Profiles that are designed to give product recommendation, where we might have strict rules on how we want receive response, it's better to have it in system. For general profiles where it's more open, for example: it could answer like a FAQ or it could answer some product details, it's better to have the system more generalized and add the basic instructions in intro to setup the mode.
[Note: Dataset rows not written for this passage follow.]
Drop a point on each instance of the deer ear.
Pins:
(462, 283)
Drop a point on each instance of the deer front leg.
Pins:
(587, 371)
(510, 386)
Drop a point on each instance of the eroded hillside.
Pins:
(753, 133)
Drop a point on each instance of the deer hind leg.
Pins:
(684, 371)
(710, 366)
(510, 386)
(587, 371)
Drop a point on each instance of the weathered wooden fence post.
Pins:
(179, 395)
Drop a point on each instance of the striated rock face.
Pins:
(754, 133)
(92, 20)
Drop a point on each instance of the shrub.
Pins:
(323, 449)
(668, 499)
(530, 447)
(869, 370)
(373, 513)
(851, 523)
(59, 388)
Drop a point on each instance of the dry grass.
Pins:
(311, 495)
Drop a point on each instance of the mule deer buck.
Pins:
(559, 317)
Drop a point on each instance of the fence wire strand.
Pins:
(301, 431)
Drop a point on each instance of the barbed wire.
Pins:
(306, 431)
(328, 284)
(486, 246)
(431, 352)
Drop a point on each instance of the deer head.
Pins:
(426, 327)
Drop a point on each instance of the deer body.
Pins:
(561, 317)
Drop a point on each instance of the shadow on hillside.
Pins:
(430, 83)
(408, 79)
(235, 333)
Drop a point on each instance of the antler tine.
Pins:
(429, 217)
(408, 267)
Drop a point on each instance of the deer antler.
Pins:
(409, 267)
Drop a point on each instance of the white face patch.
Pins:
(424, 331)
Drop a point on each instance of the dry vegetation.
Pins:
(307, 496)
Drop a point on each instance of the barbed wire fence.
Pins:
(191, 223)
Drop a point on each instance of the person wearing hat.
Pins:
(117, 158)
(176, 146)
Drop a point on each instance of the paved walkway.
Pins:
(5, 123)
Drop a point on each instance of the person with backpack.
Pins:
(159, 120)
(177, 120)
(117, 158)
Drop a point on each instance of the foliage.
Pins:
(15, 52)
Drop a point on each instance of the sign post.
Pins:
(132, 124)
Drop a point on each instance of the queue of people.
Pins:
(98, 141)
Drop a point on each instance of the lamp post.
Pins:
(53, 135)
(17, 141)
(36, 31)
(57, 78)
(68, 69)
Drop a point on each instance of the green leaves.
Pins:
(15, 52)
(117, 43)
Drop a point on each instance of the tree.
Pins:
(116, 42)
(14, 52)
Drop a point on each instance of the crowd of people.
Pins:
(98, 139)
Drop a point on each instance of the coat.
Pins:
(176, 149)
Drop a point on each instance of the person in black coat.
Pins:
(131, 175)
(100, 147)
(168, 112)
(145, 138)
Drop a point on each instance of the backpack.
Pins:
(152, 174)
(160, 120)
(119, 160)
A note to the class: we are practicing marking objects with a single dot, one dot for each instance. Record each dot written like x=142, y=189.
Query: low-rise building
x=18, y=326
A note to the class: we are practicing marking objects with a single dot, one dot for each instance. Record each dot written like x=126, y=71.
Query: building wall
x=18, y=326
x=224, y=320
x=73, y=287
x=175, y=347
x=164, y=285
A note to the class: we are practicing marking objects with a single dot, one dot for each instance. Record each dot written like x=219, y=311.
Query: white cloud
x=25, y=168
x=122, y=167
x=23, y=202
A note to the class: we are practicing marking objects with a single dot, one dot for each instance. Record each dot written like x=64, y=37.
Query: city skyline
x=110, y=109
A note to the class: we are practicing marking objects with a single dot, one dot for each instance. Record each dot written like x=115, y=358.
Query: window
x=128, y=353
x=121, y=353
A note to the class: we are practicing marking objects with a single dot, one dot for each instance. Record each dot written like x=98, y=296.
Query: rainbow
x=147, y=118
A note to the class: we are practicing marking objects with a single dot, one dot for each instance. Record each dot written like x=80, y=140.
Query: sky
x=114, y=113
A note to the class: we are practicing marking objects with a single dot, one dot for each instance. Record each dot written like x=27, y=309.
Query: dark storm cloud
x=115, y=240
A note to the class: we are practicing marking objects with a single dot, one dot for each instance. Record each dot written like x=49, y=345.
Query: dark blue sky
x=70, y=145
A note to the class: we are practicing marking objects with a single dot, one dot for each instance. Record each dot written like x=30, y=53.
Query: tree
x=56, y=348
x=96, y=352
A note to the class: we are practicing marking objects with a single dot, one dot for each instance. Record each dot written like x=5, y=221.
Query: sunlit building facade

It is good practice to keep the above points in mind, and try different System and Intro to find the optimal setting for your bot

Model: We support all GPT models of OpenAI, which you can select based on the needs and use cases. Please consider the purpose and the estimated token count when selecting the model, as this can significantly impact costs. You can learn more about OpenAI models from this page. This setting will impact the parameters search_max_token (tokens allocated for data sent to the model) and completion_token (tokens allocated for the reply). Note that intro, system, and query have token costs that are not included in the token size allocation. The selected model's CONTEXT WINDOW should cover the total token allocation. That is CONTEXT WINDOWsearch_max_token + completion_token + intro + system + query.

You can use the use the endpoints in our sandbox under "MyGPT Profiles" to Check the profiles and update or delete them.

Default profile setup

Once you have setup the profile(s), decide one of the profiles that should be default and use our endpoint POST /v1/gpt/settings to set your default profile.


with this, your GPT setup is completed.